Online Learning from Strategic Human Feedback in LLM Fine-Tuning
Shugang Hao, Lingjie Duan
TL;DR
This work addresses the risk of strategic misreporting in online reinforcement learning from human feedback for LLM fine-tuning. It models the interaction as a dynamic Bayesian game and proposes a non-monetary Online Weighted Aggregation Mechanism that dynamically reweights human labelers based on feedback accuracy, ensuring truthful reporting and a sublinear regret bound of $O(T^{1/2})$. The mechanism outperforms standard average and median aggregation schemes, which suffer from non-vanishing regret. Theoretical guarantees, together with simulations on real-world-like data, demonstrate improved alignment of LLM outputs with diverse human preferences while mitigating long-term manipulation incentives.
Abstract
Reinforcement learning from human feedback (RLHF) has become an essential step in fine-tuning large language models (LLMs) to align them with human preferences. However, human labelers are selfish and have diverse preferences.
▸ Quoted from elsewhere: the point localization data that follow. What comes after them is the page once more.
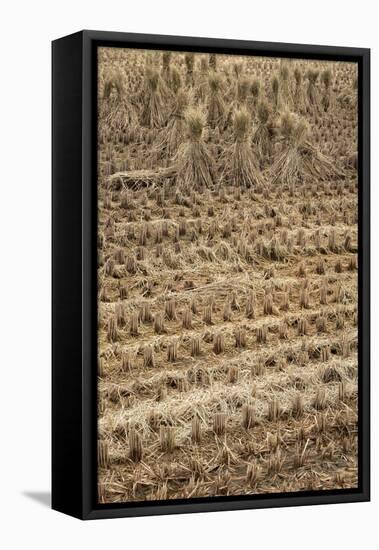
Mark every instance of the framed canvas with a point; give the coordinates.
(210, 275)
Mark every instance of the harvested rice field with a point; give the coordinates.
(227, 275)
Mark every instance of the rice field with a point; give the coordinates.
(227, 275)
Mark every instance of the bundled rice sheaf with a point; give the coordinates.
(154, 107)
(216, 104)
(241, 165)
(313, 98)
(172, 135)
(299, 97)
(327, 98)
(285, 91)
(264, 131)
(299, 160)
(194, 162)
(115, 108)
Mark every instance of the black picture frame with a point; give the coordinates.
(74, 228)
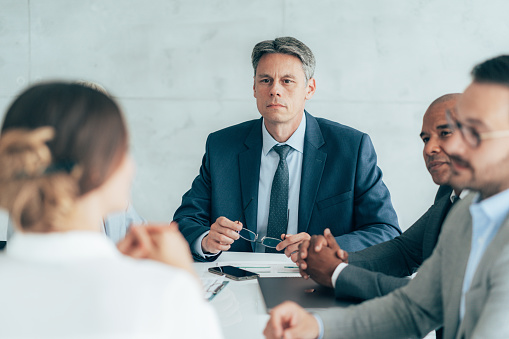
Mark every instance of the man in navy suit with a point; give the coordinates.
(266, 185)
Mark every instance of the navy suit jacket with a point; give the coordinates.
(341, 185)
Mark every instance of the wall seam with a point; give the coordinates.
(29, 44)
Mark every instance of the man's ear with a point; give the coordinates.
(311, 88)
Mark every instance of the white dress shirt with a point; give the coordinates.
(268, 167)
(487, 217)
(77, 285)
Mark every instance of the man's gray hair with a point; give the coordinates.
(286, 45)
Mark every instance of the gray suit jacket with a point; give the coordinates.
(380, 269)
(432, 298)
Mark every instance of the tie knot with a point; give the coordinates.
(282, 150)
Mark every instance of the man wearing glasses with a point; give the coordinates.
(266, 185)
(464, 285)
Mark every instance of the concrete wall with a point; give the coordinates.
(181, 69)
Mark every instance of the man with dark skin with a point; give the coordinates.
(382, 268)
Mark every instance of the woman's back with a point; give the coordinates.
(77, 285)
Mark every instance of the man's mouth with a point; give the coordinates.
(433, 165)
(275, 105)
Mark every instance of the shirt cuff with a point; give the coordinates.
(320, 326)
(196, 247)
(336, 273)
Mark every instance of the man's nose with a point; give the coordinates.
(455, 144)
(275, 90)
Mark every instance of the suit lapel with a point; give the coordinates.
(485, 265)
(249, 165)
(435, 222)
(313, 163)
(458, 252)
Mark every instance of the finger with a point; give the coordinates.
(292, 239)
(216, 246)
(303, 249)
(343, 255)
(142, 243)
(231, 233)
(293, 248)
(294, 256)
(218, 229)
(331, 241)
(125, 244)
(274, 327)
(227, 223)
(304, 274)
(221, 238)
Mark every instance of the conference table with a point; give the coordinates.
(239, 305)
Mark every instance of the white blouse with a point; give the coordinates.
(77, 285)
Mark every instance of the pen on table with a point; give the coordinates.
(220, 287)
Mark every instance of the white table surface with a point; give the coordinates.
(240, 306)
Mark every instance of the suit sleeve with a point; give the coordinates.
(398, 257)
(194, 214)
(411, 311)
(359, 283)
(374, 216)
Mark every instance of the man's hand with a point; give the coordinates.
(291, 244)
(222, 234)
(289, 320)
(158, 242)
(320, 257)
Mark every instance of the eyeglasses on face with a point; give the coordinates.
(470, 134)
(251, 236)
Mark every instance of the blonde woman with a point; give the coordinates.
(64, 165)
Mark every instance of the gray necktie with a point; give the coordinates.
(278, 210)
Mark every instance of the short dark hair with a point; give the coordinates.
(494, 71)
(285, 45)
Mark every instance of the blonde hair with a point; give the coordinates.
(36, 199)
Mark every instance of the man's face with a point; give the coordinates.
(482, 108)
(281, 90)
(435, 132)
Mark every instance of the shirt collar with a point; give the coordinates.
(463, 194)
(60, 246)
(495, 207)
(296, 141)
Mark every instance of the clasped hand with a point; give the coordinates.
(319, 257)
(163, 243)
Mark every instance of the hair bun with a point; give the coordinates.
(24, 153)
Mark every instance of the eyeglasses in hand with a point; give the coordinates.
(251, 236)
(470, 134)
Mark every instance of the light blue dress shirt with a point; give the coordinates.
(268, 167)
(487, 217)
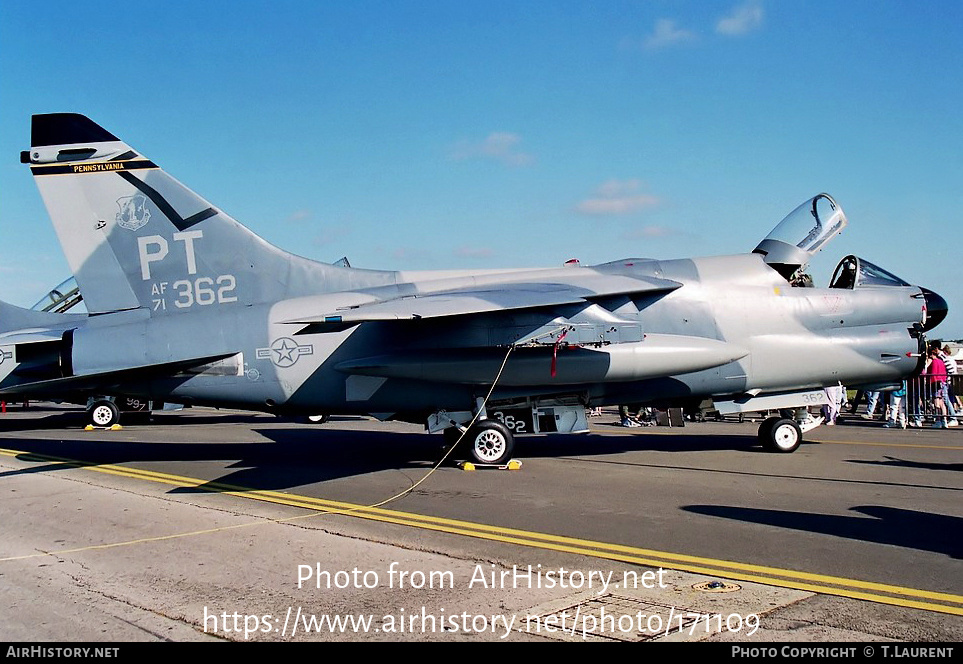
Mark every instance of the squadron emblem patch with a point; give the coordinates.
(134, 213)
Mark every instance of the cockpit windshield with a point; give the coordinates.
(801, 234)
(855, 272)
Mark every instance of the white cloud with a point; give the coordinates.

They may strategically misreport their online feedback to influence the system's aggregation towards their own preferences. Current practice simply averages labelers' feedback per time and fails to identify the most accurate human labeler, leading to linear regret $\mathcal{O}(T)$ for $T$ time slots. To our best knowledge, we are the first to study online learning mechanisms against strategic human labelers in the LLM fine-tuning process. We formulate a new dynamic Bayesian game and dynamically adjust human labelers' weights in the preference aggregation, ensuring their truthful feedback and sublinear regret $\mathcal{O}(T^{1/2})$. Simulation results demonstrate our mechanism's great advantages over the existing benchmark schemes.